What are the weak points of France’s foreign trade?
Three weaknesses of foreign trade: The specialization is not very advanced in the field of services and new technologies, SMEs are not sufficiently present on the external markets and France is highly dependent on energy.
What are the instruments for measuring trade?
Three instruments are used to measure external trade: the degree of openness, the degree of coverage and the account of current transactions.
The degree of openness of an economy: this rate measures a country’s participation rate in international trade in goods and services. In France, it went from 11% in 1960 to 25% today.
Degree of openness = [(Imports + Exports) / 2] / GDP x 100
The rate of coverage: this rate makes it possible to compare, for an economy or a sector, exports with imports. A coverage rate of 100% means that a country exports as much as it imports.
Coverage rate = (Value of exports / value of imports) x 100
The current account: it is a document that records the exchange of goods and services between a country and the rest of the world.
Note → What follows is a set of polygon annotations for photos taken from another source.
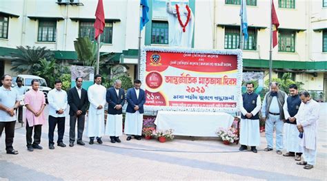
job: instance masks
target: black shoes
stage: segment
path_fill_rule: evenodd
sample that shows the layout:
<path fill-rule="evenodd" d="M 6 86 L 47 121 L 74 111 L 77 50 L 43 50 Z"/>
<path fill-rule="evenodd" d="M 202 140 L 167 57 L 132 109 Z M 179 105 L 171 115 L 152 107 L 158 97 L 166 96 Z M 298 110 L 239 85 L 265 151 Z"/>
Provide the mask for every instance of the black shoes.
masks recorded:
<path fill-rule="evenodd" d="M 248 147 L 246 147 L 246 145 L 241 145 L 241 147 L 239 147 L 239 151 L 244 151 L 247 149 L 248 149 Z"/>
It breaks down into 4 positions:
Goods transactions: this sub-account is used to establish the balance of trade and its balance.
Trade Balance = Merchandise Exports – Merchandise Imports
Operations on services: tourism, transport, banking services, insurance etc.
Revenues: this sub-account traces the income of factors of production established abroad. Examples: dividends, interest earned on investments abroad, wages etc.
Current transfers: are transfers of funds for no consideration. Examples: contribution to the European budget, donations to other states.
The current account balance called the current account balance is the difference between exports and imports.